Tests have shown that the Moon is far less abundant in many volatile elements that are relatively common on Earth.
The Moon may have emerged from a massive, donut-shaped cloud of a vapourised rock called synestia, rather than being spun out of the aftermath of a collision, a study suggests.
“The commonly accepted theory as to how the Moon was formed is that a Mars sized body collided with the proto-Earth and spun material into orbit,” said Simon Lock, a graduate student at Harvard University in the US.
“That mass settled into a disk and later accreted to form the Moon. The body that was left after the impact was the Earth. This has been the canonical model for about 20 years,” said Lock, co-author of the study published in Journal of Geophysical Research: Planets.
According to Lock, it is a compelling story but is probably not correct.
“Getting enough mass into orbit in the canonical scenario is actually very difficult, and there is a very narrow range of collisions that might be able to do it,” he said.
Tests have shown that the isotopic “fingerprint” for both the Earth and Moon are nearly identical, suggesting both came from the same source.
However, in the canonical story, the Moon formed mostly from the remnants of just one of the two bodies that collided.
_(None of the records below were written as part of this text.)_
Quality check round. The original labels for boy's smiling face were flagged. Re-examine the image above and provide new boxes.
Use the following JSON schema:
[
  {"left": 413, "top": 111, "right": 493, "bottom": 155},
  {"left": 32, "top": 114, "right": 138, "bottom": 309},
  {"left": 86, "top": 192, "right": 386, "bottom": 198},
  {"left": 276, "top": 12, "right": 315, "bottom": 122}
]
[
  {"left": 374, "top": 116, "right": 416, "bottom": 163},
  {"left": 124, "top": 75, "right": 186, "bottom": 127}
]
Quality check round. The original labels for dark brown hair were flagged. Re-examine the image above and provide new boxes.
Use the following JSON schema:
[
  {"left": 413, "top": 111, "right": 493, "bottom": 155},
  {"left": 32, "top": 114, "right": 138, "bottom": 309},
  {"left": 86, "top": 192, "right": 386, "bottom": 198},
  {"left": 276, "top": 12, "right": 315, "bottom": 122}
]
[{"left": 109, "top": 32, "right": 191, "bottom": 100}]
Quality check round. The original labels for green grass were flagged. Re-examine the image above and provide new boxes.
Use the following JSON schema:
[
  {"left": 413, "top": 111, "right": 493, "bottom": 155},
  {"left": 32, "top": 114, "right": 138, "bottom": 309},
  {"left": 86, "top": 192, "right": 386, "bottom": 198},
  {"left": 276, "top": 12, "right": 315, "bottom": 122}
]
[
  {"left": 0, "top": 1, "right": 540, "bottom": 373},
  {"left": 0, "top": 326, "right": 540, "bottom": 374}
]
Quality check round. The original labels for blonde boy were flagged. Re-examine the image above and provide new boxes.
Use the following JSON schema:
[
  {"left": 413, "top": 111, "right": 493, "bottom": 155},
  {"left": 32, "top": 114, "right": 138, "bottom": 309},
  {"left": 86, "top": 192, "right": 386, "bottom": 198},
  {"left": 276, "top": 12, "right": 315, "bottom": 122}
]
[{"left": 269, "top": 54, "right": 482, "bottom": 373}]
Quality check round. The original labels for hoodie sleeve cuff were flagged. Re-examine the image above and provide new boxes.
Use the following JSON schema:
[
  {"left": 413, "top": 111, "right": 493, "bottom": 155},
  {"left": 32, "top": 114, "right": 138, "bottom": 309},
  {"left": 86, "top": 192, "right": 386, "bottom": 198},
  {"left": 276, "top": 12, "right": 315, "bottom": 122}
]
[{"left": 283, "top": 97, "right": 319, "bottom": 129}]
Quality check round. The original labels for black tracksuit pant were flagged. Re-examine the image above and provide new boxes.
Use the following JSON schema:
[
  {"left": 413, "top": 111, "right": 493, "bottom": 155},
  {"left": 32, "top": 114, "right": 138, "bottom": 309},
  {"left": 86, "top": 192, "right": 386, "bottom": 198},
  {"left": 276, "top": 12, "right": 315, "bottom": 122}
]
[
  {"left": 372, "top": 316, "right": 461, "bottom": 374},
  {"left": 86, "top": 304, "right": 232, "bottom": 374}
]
Tests have shown that the Moon is far less abundant in many volatile elements – such as potassium, sodium and copper – that are relatively common on Earth.
The scenario outlined by Lock and colleagues still begins with a massive collision, but rather than creating a disc of rocky material, the impact creates a vapourised rock called synestia.
“It is huge. It can be ten times the size of the Earth, and because there is so much energy in the collision, maybe 10 per cent of the rock of Earth is vapourised, and the rest is liquid…so the way you form the Moon out of a synestia is very different,” Lock said.
It begins with a “seed” – a small amount of liquid rock that gathers just off the centre of the donut-like structure. As the structure cools, vapourised rock condenses and rains down towards the centre of the synestia. Some of the rain runs into the Moon, causing it to grow.
“The rate of rain fall is about ten times that of a hurricane on Earth,” Lock said.
“Over time, the whole structure shrinks, and the Moon emerges from the vapour. Eventually, the whole synestia condenses and what’s left is a ball of spinning liquid rock that eventually forms the Earth as we know it today,” said Lock.
The whole process happens remarkably fast, with the Moon emerging from the synestia in just a few tens of years, and the Earth forming about 1,000 years later, he said.
“This new work explains features of the Moon that are hard to resolve with current ideas,” said Sarah Stewart, a professor at University of California, Davis in the US.
“This is the first model that can match the pattern of the Moon’s composition,” said Stewart.